Shares of the Miami company at last check were down 1.4% to $21.98.
Analyst James Ainley said in a research note that while he still believed in a recovery for the cruise industry, his comparative analysis of the pricing environment, ship pipeline, earnings quality, returns and valuation suggested that rival Norwegian Cruise Line (NCLH) - Get Free Report will deliver more attractive returns to shareholders relative to Carnival.
Carnival has delivered slower revenue and earnings growth over the past 10 years and its decision to exit older, less efficient vessels and smaller pipeline will limit its revenue recovery compared with Norwegian, the analyst said, according to the Fly.
Norwegian shares were up 0.3% to $25.56. The company said earlier this month it would be ready to launch its full fleet by April, the first time it's been at full operation since the pandemic started.
On Thursday Berenberg analyst Stuart Gordon upgraded Carnival to hold from sell with a $22.50 price target.

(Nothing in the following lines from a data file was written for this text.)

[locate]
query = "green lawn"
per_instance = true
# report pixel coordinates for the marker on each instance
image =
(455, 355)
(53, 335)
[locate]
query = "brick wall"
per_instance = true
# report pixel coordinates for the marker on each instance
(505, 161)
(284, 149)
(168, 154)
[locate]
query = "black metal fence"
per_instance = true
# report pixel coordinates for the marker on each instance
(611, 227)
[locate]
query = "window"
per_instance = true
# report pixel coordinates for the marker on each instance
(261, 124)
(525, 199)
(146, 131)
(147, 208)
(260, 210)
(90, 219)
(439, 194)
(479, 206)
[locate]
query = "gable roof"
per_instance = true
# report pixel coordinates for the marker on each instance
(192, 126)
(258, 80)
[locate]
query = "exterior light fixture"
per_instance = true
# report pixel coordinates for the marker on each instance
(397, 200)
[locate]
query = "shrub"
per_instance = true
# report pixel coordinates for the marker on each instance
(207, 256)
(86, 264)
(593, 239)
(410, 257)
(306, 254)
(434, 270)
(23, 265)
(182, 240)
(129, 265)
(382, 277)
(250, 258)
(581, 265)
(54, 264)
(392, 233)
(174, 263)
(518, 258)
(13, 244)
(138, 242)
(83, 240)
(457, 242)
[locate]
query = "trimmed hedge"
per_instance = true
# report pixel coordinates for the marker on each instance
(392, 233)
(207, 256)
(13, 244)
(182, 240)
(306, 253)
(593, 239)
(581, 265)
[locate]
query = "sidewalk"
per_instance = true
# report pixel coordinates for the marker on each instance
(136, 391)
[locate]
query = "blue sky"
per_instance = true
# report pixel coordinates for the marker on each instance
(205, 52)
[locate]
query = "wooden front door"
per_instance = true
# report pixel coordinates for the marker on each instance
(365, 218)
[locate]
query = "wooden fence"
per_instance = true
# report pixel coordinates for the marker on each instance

The cruise ship industry was battered by Covid-19, with several outbreaks spreading rapidly aboard numerous vessels.
Last month, Carnival said its voyages for the third quarter were cash flow positive and that it expects the trend will continue. Occupancy was still just 54% overall in the quarter but rose from 39% in June to 59% in August.
The company reported a monthly average cash burn rate of $510 million, which was better than previous guidance and in line with its $500 million monthly average cash burn rate for the first half of the year.